Jesus makes it very clear to me that evil comes from within.
"For out of the heart come .. " being one of many verses.
4) Adam (with his fleshly desires) was the serpent in the garden
1. if the Church Fathers were part of the deception, we'd basically have no Christianity left. These guys literally learned from the apostles or their direct students. Like, Ignatius of Antioch was taught by John himself. Polycarp too. If they got it wrong from day one, then Jesus failed at establishing his Church, which contradicts his promise that "the gates of hell won't prevail against it" (Matthew 16:18).
2. Job 1:6 literally says "Now there was a day when the sons of God came to present themselves before the Lord, and Satan came also among them." That's definitely God's court, and "sons of God" in Hebrew refers to spiritual beings, not humans. Plus, this adversary has power to afflict Job with supernatural disasters - not really something a human enemy could pull off.
3. Jesus talks about Satan as a separate being constantly - "I saw Satan fall like lightning" (Luke 10:18) wasn't him talking about his own desires falling.

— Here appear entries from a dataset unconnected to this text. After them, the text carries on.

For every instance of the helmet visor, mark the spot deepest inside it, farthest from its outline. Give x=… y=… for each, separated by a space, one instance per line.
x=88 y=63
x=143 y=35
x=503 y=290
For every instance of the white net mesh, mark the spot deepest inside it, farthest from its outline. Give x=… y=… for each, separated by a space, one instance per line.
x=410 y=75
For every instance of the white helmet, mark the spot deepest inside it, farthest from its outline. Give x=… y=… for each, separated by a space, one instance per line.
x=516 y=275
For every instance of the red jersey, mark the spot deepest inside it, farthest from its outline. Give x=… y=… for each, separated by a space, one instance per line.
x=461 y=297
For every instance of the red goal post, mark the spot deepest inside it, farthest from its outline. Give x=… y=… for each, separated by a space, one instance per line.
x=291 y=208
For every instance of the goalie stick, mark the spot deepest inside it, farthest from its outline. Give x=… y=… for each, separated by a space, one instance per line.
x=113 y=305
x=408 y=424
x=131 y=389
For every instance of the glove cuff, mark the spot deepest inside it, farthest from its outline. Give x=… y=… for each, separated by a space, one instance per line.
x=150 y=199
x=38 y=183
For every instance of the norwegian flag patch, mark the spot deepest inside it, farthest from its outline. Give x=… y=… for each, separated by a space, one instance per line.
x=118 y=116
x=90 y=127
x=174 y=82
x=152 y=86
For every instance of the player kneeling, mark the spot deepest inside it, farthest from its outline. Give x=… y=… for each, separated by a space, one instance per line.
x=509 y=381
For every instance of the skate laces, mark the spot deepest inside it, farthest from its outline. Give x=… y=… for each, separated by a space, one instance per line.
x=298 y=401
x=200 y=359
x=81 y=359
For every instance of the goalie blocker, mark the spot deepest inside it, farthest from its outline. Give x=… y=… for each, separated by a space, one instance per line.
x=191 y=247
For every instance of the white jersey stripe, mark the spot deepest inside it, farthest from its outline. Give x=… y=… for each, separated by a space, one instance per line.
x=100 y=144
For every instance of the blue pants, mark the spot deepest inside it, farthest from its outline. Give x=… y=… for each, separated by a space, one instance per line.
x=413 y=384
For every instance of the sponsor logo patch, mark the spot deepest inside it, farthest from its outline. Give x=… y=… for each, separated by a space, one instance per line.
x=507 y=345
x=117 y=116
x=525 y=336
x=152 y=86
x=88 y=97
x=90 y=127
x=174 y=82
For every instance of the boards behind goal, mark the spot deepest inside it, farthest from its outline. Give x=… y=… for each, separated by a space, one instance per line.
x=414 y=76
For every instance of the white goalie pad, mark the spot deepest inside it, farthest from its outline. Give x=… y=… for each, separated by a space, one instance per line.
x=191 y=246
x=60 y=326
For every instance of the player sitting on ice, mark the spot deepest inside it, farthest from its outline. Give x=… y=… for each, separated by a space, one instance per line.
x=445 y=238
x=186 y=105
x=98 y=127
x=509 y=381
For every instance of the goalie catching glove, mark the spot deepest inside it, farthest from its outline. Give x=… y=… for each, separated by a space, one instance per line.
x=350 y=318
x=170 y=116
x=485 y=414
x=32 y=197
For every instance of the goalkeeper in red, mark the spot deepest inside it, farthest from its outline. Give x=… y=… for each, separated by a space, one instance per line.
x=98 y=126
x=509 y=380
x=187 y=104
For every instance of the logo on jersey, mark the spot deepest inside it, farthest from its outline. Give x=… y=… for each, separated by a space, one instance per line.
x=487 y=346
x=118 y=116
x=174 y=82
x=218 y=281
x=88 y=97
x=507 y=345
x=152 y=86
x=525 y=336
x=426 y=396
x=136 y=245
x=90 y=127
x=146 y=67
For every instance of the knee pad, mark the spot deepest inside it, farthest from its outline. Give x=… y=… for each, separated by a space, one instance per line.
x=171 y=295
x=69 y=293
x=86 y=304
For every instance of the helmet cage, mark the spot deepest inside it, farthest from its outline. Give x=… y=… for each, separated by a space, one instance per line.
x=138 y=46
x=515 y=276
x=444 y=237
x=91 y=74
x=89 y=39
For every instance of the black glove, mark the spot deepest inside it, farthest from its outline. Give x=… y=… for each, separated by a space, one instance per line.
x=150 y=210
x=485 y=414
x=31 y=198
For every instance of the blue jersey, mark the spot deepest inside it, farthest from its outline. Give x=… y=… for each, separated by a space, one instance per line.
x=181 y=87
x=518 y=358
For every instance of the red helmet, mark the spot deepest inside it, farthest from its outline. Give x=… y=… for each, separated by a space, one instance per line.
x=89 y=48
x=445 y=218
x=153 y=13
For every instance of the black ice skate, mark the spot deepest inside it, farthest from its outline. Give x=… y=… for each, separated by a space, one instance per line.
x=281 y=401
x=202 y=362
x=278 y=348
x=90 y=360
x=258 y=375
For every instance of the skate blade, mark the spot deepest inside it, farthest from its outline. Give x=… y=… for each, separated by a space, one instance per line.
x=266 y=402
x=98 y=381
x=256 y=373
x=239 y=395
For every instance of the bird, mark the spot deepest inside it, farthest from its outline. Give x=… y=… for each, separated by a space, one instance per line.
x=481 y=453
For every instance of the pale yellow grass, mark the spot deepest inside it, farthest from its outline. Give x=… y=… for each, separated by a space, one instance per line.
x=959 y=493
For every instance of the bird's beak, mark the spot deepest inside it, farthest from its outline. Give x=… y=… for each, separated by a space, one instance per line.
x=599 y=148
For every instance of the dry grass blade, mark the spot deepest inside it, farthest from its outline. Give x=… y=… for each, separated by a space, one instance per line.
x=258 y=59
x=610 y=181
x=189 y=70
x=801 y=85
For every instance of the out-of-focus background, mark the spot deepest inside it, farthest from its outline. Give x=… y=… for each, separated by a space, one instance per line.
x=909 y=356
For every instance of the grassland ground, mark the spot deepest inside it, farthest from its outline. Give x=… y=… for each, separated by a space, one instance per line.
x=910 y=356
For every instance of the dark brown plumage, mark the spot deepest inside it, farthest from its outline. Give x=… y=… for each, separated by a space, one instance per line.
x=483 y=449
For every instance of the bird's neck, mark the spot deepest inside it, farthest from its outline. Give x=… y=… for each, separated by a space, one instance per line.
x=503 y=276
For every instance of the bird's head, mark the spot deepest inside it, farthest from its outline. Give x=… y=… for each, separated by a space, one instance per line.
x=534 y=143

And when Peter tries to stop him from going to the cross, Jesus says "Get behind me, Satan" - he's not calling Peter his fleshly desire, he's saying Peter is being used by the adversary.
4. In all honesty, I've never heard this argument. I'll have to think about it, and ask for guidence. But Genesis 3 clearly has Adam, Eve, AND the serpent as three separate characters having a conversation. Hard to have Adam talking to Eve while also being the serpent talking to Eve, you know? Plus, Revelation 12:9 straight up identifies "that ancient serpent" as the devil and Satan.
I'm going sleep now, but the Orthodox position is that if we can't trust the earliest Christians who literally knew the apostles, then we can't trust anything about Christianity at all. These weren't random dudes making stuff up - they were martyred for these beliefs they learned directly from Christ's own disciples.
Oof.
I'm gonna need to sit at my laptop to address this as I would disagree with most of what you wrote above.